Re: [Docutils-develop] I/O uses default encoding argument

SourceForge Headquarters 225 Broadway Suite 1600 San Diego, CA 92101 +1 (858) 422-6466

Dear Adam,

On 2022-06-15, Adam Turner wrote:

> Unify naming of the "utf-8" codec
> ---------------------------------

>> I'd prefer 'utf-8' (lowercase, in quotes) also in documentation, if it
>> refers to the Python codec and UTF-8 for the abstract encoding
>> algorithm.

> [...] I couldn't find anywhere in my patch set that I would change [...]
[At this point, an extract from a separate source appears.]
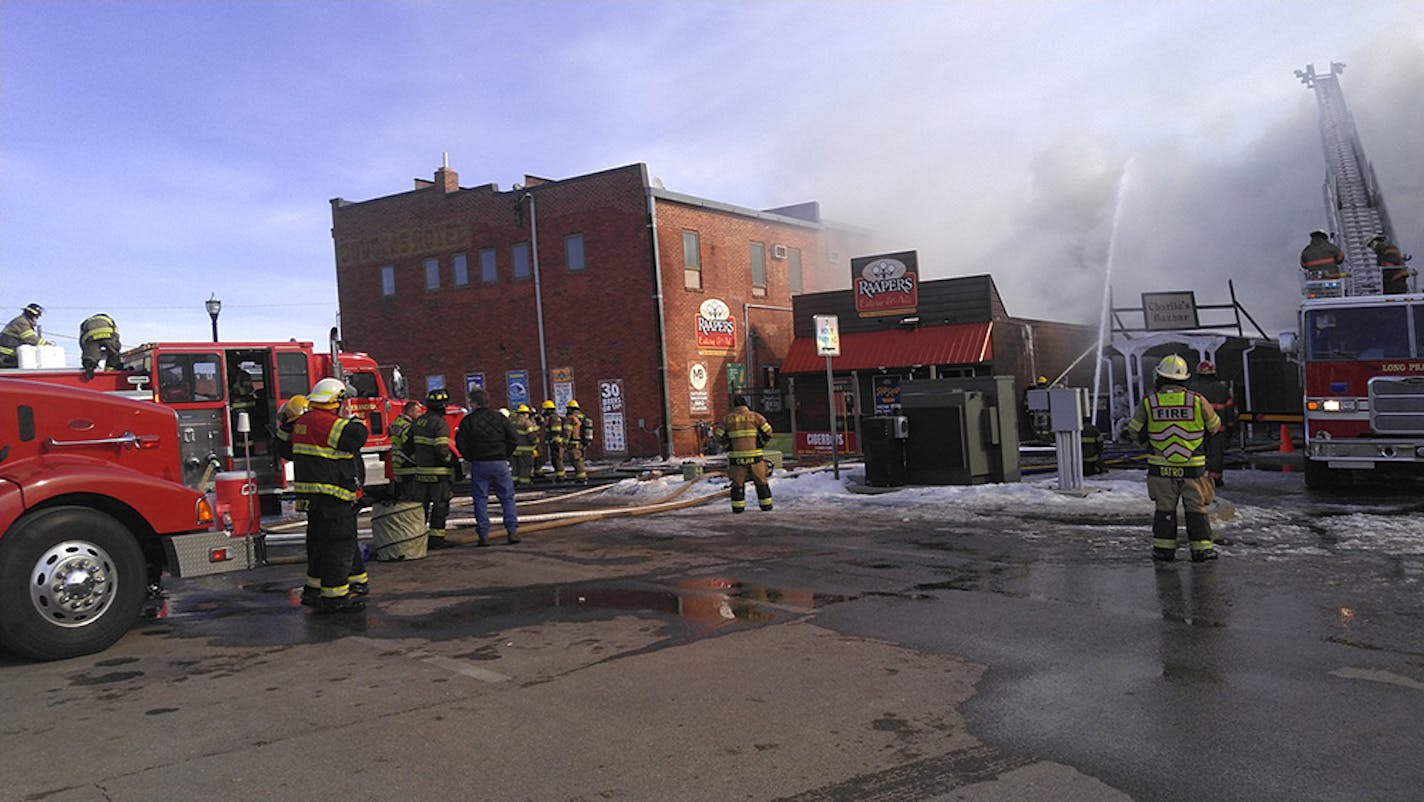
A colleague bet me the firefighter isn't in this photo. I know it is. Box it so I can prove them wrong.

Sorry, this was replying to an earlier statement ("UTF-8 in documentation"). 
Patch https://github.com/AA-Turner/docutils/pull/15/commits/f7f45addbd8cc728ef03c28d62b6ea981d0fc8ac
states it very well:

  - Use UTF-8 in prose text, error messages, and documentation
  - Use utf-8 in code or when referring to code
  - Use utf8 for LaTeX

I did not apply the changes in the sample SVG images
(generated with Inkscape), though.

> Add encoding arguments
> ----------------------

>> Don't add encoding when the locale encoding is OK.
>>  (We may switch to "locale" after implementing it in `docutils.io`.)
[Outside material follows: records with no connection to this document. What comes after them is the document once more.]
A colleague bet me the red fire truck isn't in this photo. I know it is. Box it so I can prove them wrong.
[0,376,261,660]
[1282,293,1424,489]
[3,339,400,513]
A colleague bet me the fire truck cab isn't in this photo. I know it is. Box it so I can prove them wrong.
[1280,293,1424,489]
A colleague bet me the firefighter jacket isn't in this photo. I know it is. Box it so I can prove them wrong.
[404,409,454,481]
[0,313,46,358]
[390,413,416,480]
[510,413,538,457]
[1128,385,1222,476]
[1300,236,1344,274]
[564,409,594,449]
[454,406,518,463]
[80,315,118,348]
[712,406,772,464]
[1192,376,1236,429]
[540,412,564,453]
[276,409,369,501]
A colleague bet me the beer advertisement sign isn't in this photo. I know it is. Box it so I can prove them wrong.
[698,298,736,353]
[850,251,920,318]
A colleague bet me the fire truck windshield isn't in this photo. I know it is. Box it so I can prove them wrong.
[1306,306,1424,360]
> Outwith ``FileInput``, where would you want to use 'locale' for the encoding?

"quicktest.py" is an old developer diagnostics tool without an option to
select the input/output encodings.  
I suggest keeping the encoding unspecified here, so Python's default is
used and the user can change the encoding via either a locale setting or
starting Python in UTF-8 mode.

...

> Handle encoding='locale' for docutils.io.Output
> -----------------------------------------------

Which encoding is used with ``open('foo', encoding='locale')``
if Python is in UTF-8 mode?

> I don't mind about putting support for ``encoding='locale'`` on just
> FileInput/FileOutput -- what would your preference be here?

We want to drop our 'locale' support when dropping support for Py<3.10.
Does Python support 'locale' also with str.encode()?
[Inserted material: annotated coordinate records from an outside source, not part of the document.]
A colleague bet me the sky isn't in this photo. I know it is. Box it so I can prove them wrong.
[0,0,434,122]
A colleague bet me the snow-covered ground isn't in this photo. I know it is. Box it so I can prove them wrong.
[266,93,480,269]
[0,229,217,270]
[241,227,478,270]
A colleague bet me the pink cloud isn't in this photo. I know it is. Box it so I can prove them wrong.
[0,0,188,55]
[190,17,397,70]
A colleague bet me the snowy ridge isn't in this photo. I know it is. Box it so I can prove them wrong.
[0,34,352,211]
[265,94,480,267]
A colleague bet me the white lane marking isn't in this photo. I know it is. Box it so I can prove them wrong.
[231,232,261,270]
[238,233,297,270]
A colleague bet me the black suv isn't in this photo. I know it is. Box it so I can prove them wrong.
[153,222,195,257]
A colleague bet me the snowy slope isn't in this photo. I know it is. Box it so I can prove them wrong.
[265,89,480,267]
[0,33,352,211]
Maybe we don't even need backporting "locale" (see below).

> Deprecations
> ------------

>> Why do you want to deprecate ``io.locale_encoding``?

> Because after introducing ``encoding='locale'`` there's no use for
``io.locale_encoding`` in Docutils anymore, and to reduce API surface.

OK. We do not need special deprecation, as `io.locale_encoding` is new in
Docutils 0.19.dev (moved from `utils.error_reporting`).

>> Why do you want to deprecate auto-detection of the input encoding?
>> * ``encoding='locale'`` does not help if my input files are a mix of
>>   UTF-8 and latin-1.

> "auto-guessing" is a poor term -- basically I meant deprecating using
> the locale encoding as default (as it will change to UTF-8). 

> I'm not sure I understand the example you gave as Docutils works on a
> single file basis. Could you add more context please?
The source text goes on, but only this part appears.